心霊ファイル…怨み5-3
光の放射は続いた。
霊が改心するのも、時間の問題だろう。
もしかしたら…
この騒動も、意外と早く幕引きになるかもしれない。
私は少し、期待が持てるようになった。
それはイイんだけど!
私たちは夢中で仁美さんを押さえているから、すっごく疲れちゃう!
手なんか痺れてしまうし!
「あ!」
歩美さんが声上げた。
うっかりして、手を離してしまったのだ。
仁美さんは私たちを押しのけて部屋を飛び出して行った!
杏里が後を追う!
逃げるようにして廊下を走る仁美さん。
階段を駆け下りて行く途中、足を踏み外して下まで転げ落ちてしまう。
ドタドタ!
階段での大きな物音に、真澄さんたちが振り返った。
階段の上り口で仁美さんが倒れているのにビックリ!
「仁美ッ!?」
真っ先に駆け寄ったのは真澄さん。
「大丈夫! 気を失っているだけですから!」
杏里から2階から降りて来て説明する。
様子を見に来た友里恵姉さんに促されるようにして、真澄さんは仁美さんを抱きかかえて和室に寝かせた。
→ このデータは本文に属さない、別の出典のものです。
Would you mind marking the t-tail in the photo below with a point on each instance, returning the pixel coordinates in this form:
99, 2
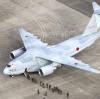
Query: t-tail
94, 23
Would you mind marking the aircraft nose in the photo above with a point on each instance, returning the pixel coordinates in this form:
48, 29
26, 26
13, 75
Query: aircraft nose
6, 71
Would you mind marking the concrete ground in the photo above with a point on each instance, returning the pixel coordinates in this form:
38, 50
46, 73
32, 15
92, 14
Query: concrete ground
53, 22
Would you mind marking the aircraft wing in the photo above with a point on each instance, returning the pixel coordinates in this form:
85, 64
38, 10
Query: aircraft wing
70, 61
29, 39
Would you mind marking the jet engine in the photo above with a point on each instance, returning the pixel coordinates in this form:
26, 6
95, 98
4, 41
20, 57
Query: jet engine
17, 52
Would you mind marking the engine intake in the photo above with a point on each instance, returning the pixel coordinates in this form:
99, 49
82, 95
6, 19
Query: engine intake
17, 52
46, 70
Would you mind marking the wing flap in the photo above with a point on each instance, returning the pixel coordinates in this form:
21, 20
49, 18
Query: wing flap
70, 61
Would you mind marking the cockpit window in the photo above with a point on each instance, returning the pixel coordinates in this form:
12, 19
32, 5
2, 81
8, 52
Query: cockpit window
8, 65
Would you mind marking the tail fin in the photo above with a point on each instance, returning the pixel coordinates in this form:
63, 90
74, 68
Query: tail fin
94, 23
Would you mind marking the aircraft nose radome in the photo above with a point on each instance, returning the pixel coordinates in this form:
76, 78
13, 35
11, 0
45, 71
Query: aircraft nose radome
5, 71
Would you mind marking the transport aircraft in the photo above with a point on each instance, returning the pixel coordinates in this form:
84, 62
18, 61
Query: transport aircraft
45, 59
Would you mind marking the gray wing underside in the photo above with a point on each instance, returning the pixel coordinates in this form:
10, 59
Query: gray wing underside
29, 39
70, 61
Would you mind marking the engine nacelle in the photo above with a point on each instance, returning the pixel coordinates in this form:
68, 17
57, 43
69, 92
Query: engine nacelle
17, 52
46, 70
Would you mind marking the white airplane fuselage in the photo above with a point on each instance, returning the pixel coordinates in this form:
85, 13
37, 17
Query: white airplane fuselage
30, 60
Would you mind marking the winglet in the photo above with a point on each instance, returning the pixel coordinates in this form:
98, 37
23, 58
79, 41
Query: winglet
96, 7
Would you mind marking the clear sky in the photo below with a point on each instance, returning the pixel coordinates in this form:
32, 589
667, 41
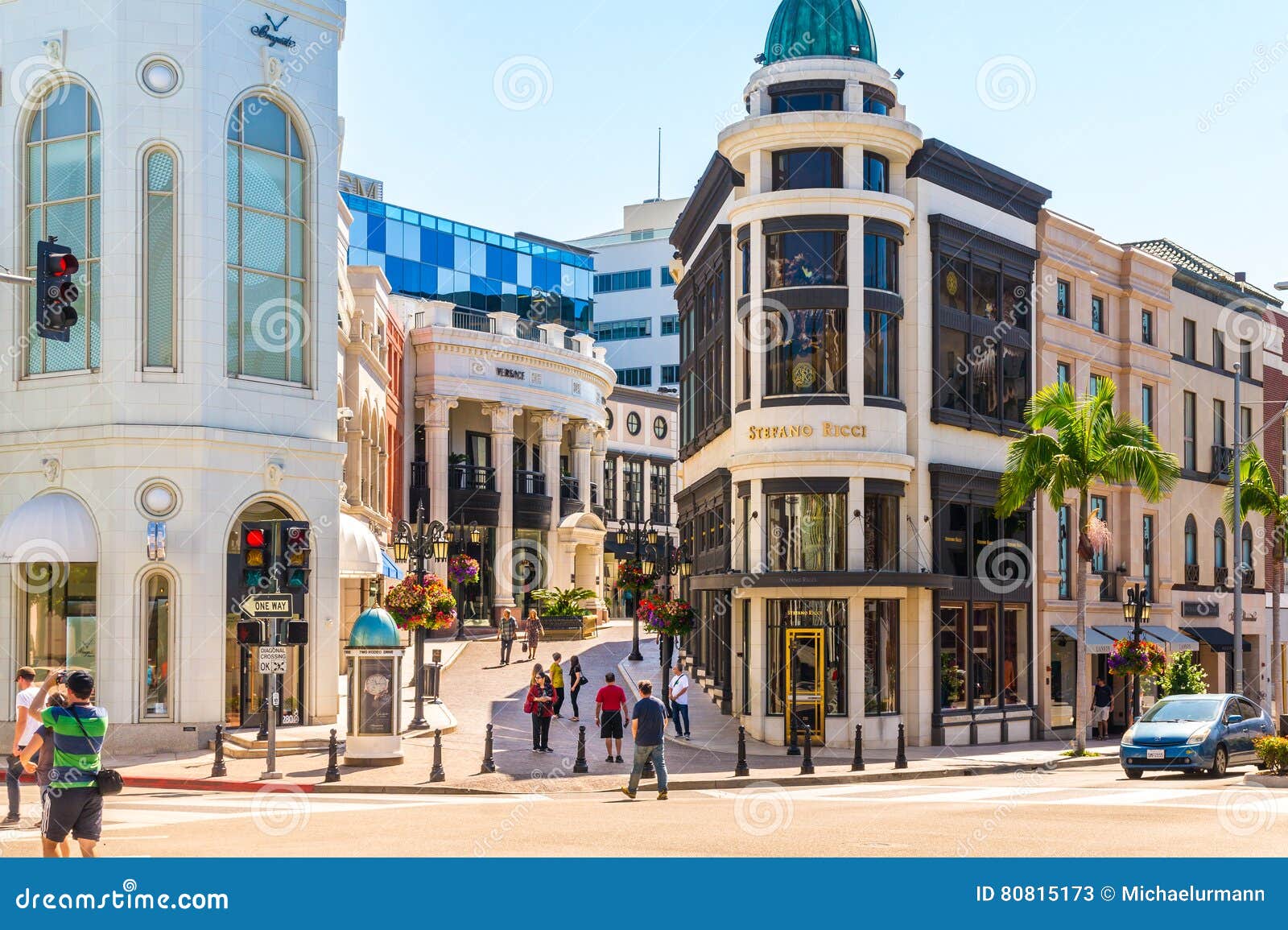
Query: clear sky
1146, 118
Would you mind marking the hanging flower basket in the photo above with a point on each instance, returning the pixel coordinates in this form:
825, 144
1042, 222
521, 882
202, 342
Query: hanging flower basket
423, 603
464, 569
1137, 659
669, 618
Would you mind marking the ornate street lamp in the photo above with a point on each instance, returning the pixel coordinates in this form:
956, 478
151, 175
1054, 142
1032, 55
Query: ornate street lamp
416, 544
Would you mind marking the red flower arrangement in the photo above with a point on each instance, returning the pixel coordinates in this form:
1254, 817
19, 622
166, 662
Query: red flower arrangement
1137, 659
669, 618
422, 603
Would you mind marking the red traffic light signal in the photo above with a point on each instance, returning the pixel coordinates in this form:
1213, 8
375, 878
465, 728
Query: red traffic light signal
56, 291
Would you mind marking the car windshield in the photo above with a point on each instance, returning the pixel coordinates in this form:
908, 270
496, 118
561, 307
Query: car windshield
1178, 711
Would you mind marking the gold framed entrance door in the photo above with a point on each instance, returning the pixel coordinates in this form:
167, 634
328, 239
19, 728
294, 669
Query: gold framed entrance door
805, 672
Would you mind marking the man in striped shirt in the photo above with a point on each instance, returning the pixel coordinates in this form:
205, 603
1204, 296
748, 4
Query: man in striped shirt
72, 804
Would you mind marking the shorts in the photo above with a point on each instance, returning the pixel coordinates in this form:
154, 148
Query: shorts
72, 811
611, 725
仁美さんに憑依していた霊が初めて姿を見せたのはこの直後だった。
着物を着たざんばら髪の年配の男…
戸村弦太郎さんかな?
全身キズだらけで、顔は血まみれ。
白目をむいた表情は、断末魔の苦痛そのもの。
怨念に満ちた思いが表情に現れている。
友里恵姉さんが指をソッとパチンと鳴らすと…
弦太郎さんの霊は金色の光の粒子に包まれた。
苦痛な表情が段々と穏やかになって行くのを誰もが目の当たりにした。
友里恵姉さんの思わぬ行動に杏里は呆気に取られている。